I think that it is disingenuous or at least willfully blind to suggest that it is the left that will not let people alone.

Who would constrain the choices of women when faced with an unwanted and risky pregnancy?

Who would tell adults who they can and can't rightfully love and marry?

Who opposes rationalization of drug policies that most demonstrably DO NOT leave alone those who are minding their own business?

Who gets apploplectic when people insist that their children be left alone to not pray in school?

These decidedly un-libertarian interferences are the purview, almost exclusively, of the (largely benighted) right.

D. G. Myers said...

Dear anonymous,

Please see my comment below on the principle of self-evidence. For the abortion issue can be read both ways. To adopt your language, who refuses to leave the baby alone in the womb?

Your other issues are stated with equal tendentiousness. No conservative proposes interfering in the love and happiness of gay couples. Some conservatives argue simply that gays should leave alone the ancient and universal conception of marriage, and seek love and happiness in their own way, on their own, without demanding recognition and approval from the entire society.

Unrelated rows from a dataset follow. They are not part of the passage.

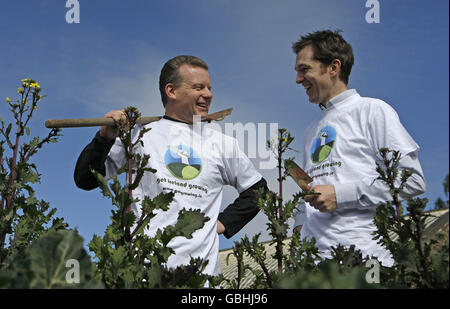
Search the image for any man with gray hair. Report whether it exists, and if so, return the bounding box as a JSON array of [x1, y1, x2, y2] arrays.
[[74, 55, 267, 275]]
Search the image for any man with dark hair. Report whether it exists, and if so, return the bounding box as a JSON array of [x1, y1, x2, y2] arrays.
[[74, 56, 268, 275], [292, 30, 425, 266]]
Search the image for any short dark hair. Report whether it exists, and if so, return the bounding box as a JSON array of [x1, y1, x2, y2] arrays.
[[292, 30, 355, 85], [159, 55, 208, 107]]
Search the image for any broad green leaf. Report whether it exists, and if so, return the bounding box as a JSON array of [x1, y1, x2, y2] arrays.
[[29, 230, 101, 289]]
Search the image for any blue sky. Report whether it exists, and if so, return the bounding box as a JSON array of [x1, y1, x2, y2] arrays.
[[0, 0, 449, 248]]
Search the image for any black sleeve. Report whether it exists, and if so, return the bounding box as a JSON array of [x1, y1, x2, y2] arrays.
[[218, 178, 269, 238], [73, 132, 115, 190]]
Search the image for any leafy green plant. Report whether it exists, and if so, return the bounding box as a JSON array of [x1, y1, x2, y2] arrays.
[[374, 148, 449, 288], [0, 79, 67, 267], [223, 133, 449, 288], [89, 107, 218, 288]]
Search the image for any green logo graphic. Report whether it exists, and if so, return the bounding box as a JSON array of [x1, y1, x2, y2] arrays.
[[164, 145, 202, 180], [311, 126, 336, 163]]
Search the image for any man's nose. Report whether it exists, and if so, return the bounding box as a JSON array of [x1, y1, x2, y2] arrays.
[[203, 88, 213, 99]]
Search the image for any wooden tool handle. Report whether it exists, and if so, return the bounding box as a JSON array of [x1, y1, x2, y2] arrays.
[[45, 108, 233, 128]]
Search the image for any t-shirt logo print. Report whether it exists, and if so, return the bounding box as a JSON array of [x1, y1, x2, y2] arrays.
[[311, 126, 336, 163], [164, 145, 202, 180]]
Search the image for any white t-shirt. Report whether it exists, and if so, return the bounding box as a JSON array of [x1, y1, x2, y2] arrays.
[[295, 90, 423, 266], [105, 118, 262, 275]]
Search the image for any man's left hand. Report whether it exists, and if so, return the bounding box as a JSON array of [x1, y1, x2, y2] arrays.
[[304, 185, 337, 212]]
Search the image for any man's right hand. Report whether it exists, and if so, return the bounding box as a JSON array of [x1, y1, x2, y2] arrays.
[[100, 110, 126, 140]]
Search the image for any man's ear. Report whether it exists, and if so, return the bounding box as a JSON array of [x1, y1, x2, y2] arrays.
[[328, 59, 342, 77], [164, 83, 177, 100]]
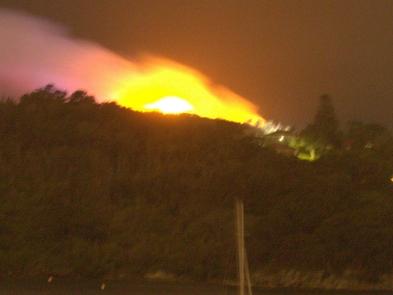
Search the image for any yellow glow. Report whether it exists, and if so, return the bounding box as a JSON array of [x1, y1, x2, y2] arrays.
[[145, 96, 193, 114], [112, 58, 265, 124]]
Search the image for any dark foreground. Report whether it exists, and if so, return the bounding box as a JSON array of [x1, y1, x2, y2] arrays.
[[0, 282, 391, 295]]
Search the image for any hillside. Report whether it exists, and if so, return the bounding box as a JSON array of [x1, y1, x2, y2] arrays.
[[0, 87, 393, 286]]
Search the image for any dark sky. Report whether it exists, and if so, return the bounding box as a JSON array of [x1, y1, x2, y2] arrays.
[[0, 0, 393, 127]]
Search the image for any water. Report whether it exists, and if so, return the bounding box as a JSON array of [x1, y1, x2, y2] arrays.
[[0, 281, 392, 295]]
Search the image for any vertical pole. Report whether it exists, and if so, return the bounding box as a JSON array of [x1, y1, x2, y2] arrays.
[[236, 200, 245, 295]]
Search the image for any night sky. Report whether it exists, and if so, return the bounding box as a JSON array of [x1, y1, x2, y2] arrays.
[[0, 0, 393, 127]]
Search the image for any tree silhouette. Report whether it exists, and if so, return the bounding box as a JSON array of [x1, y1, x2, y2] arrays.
[[303, 94, 341, 148]]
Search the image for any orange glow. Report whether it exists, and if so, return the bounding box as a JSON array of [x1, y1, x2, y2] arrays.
[[145, 96, 193, 114], [112, 58, 265, 124]]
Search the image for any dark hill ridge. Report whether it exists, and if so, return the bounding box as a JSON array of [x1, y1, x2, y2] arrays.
[[0, 87, 393, 290]]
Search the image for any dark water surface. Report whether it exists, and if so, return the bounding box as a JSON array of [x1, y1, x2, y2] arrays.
[[0, 282, 393, 295]]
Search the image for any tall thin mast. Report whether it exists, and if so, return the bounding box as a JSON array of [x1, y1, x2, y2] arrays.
[[236, 199, 245, 295], [236, 199, 252, 295]]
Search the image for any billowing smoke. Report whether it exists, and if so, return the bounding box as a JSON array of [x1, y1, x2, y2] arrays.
[[0, 9, 134, 97], [0, 9, 264, 122]]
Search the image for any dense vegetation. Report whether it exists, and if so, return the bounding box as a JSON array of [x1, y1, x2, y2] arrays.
[[0, 87, 393, 278]]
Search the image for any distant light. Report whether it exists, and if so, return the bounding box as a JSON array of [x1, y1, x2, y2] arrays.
[[145, 96, 193, 114], [364, 142, 374, 149]]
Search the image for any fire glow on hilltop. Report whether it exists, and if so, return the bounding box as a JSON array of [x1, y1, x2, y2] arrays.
[[108, 58, 264, 123], [0, 9, 264, 125]]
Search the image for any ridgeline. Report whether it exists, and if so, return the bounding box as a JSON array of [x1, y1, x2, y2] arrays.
[[0, 87, 393, 290]]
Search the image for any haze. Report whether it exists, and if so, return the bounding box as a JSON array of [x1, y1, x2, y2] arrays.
[[0, 0, 393, 126]]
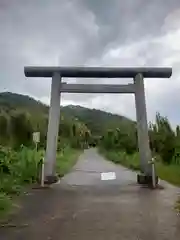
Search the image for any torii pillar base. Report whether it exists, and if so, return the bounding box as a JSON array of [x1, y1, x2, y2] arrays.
[[44, 175, 59, 185]]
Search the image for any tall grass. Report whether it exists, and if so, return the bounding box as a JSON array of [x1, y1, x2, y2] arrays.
[[100, 148, 180, 186], [0, 146, 43, 216]]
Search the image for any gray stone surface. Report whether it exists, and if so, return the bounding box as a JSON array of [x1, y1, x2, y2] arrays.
[[0, 149, 180, 240]]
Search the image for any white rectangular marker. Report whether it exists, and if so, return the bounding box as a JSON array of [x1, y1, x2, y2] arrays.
[[101, 172, 116, 181]]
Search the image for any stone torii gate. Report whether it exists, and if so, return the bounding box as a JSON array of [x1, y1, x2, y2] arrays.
[[24, 66, 172, 183]]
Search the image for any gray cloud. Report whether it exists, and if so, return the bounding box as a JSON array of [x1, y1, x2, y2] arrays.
[[0, 0, 180, 122]]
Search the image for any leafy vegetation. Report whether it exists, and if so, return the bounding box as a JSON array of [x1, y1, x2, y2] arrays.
[[0, 92, 180, 215], [100, 113, 180, 185], [0, 93, 91, 218]]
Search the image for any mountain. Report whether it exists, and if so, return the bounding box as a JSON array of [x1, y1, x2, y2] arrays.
[[0, 92, 135, 135]]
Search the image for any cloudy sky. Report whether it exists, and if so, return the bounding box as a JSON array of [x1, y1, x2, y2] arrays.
[[0, 0, 180, 125]]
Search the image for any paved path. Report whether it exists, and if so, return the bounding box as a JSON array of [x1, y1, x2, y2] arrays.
[[0, 149, 180, 240]]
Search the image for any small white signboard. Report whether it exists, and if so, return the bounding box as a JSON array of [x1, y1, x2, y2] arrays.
[[33, 132, 40, 143], [101, 172, 116, 181]]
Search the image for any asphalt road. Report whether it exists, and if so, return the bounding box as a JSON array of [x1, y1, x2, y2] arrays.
[[0, 149, 180, 240]]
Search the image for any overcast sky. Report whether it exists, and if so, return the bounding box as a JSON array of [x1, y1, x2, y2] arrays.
[[0, 0, 180, 125]]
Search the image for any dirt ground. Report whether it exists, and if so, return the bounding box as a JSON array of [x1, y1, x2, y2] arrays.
[[0, 149, 180, 240]]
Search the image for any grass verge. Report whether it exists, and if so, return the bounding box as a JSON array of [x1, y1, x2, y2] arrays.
[[99, 148, 180, 211], [99, 148, 180, 211], [56, 147, 81, 177], [100, 149, 180, 186], [0, 147, 81, 220]]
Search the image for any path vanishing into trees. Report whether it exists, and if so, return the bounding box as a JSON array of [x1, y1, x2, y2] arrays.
[[0, 149, 180, 240]]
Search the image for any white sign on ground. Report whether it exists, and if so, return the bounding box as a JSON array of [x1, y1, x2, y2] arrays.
[[33, 132, 40, 143], [101, 172, 116, 181]]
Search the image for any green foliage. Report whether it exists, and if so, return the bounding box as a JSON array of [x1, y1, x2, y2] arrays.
[[0, 192, 12, 217], [56, 146, 81, 177]]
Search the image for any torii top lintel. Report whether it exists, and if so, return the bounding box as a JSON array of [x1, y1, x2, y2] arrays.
[[24, 66, 172, 78]]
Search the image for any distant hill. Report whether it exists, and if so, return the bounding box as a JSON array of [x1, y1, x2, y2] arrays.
[[0, 92, 135, 135]]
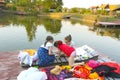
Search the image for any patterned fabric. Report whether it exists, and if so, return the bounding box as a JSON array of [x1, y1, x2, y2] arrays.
[[58, 44, 75, 57], [37, 47, 55, 67], [40, 66, 73, 80]]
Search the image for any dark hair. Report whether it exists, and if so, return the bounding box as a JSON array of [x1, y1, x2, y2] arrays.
[[54, 40, 62, 47], [65, 34, 72, 42], [44, 36, 54, 46]]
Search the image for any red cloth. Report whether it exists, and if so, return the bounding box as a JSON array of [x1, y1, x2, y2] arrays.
[[58, 44, 75, 57], [101, 62, 120, 74]]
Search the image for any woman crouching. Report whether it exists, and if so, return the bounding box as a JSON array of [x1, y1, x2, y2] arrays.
[[54, 40, 76, 66], [37, 36, 55, 66]]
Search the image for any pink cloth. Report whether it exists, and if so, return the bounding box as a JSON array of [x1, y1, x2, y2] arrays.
[[58, 44, 75, 57], [87, 60, 99, 68]]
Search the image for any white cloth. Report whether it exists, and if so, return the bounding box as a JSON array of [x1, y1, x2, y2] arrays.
[[17, 67, 47, 80], [41, 42, 53, 50], [75, 45, 98, 60], [18, 51, 38, 66], [70, 41, 75, 47]]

Conservatives are split on the legalization of drugs, especially marijuana. Several National Review writers, for example, are in favor of legalizing marijuana. Not that you would know that, since your image of conservatives is a parody of the real thing.

Finally: school prayer. I am an Orthodox Jew. My boys need a minyan to pray. I don’t want public schools substituting a different conception of prayer. Does that make me a leftist?